At the end of the day, I’m responsible for the decisions in my life. I choose whether or not to exercise. I choose to eat popcorn late at night. I chose that extra slice of pizza. When I make the wrong choices, I suck at losing weight. I do great when I stay mindful and disciplined and make the right choices. Either way, it’s my decision.

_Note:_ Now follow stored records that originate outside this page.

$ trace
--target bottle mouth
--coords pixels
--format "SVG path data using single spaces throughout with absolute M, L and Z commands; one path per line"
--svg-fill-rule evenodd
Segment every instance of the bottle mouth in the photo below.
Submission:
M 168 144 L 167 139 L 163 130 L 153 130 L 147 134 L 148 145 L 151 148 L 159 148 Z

#7 I skip weekly weigh-ins
The biggest thing I do to suck at losing weight is skipping my weekly weigh-ins. Just like a pair of jeans, the scale keeps it real. I know many people hate the scale, but I find it helpful and necessary to keep me accountable for my habits and focused on my weight loss goals. Some people use their clothes as a way to measure progress and success. I agree with this, but once my jeans get tight, I’ve already put on 10lbs. Stepping on the scale could’ve prevented that.
Changing our lifestyle is harder for some than it is for others. So many factors come into play; ultimately, we’re all human. We get lazy, stressed, and don’t feel like cooking. It happens. However, to not suck at losing weight, it’s crucial to take personal responsibility for the things that take us off track from our weight loss goals. Yes, life happens, and we can’t control everything, but we are responsible for ourselves at the end of the day.
Can you relate to any of this? I know I can’t be the only one who goes strong, falls off the track, and returns strong again. I can’t be the only one who sucks at losing weight sometimes. I want to learn from your struggles, too.
Diane C. Brown says
Awesome!! Article, it is very helpful. This article explains the consequences for having elevated. Thanks for this Tammy! I’ve recently put on weight due to all those 7 things! So this morning I weighed myself and have recommitted to tracking my food. This was prior to reading this post. I suck at losing weight sometimes too.
Julie says
Thanks for this Tammy! I’ve recently put on weight due to all those 7 things! So this morning I weighed myself and have recommited to tracking my food. This was prior to reading this post. I suck at losing weight sometimes too. 🙂
Tammy Kresge says
We all do! You got this girl!
Bobbi Johnson says
This is me right now! I believe you wrote all 7 things about what I’m not doing right now! I am in the rut of not meal planning (but I’m sitting down right now to plan the next 2 weeks), not exercising, buying trigger foods, and I feel like I’m in a vicious circle!! This article was so encouraging and a great reminder! I have been on the fence about trying another fad diet, but I don’t want to and I don’t want to waste the money! I want to have a good relationship with food and I want to win!! Thank you for being so transparent! It feels good not to be alone!
Tammy Kresge says
It was therapeutic to write! Thanks of reading and taking the time to comment.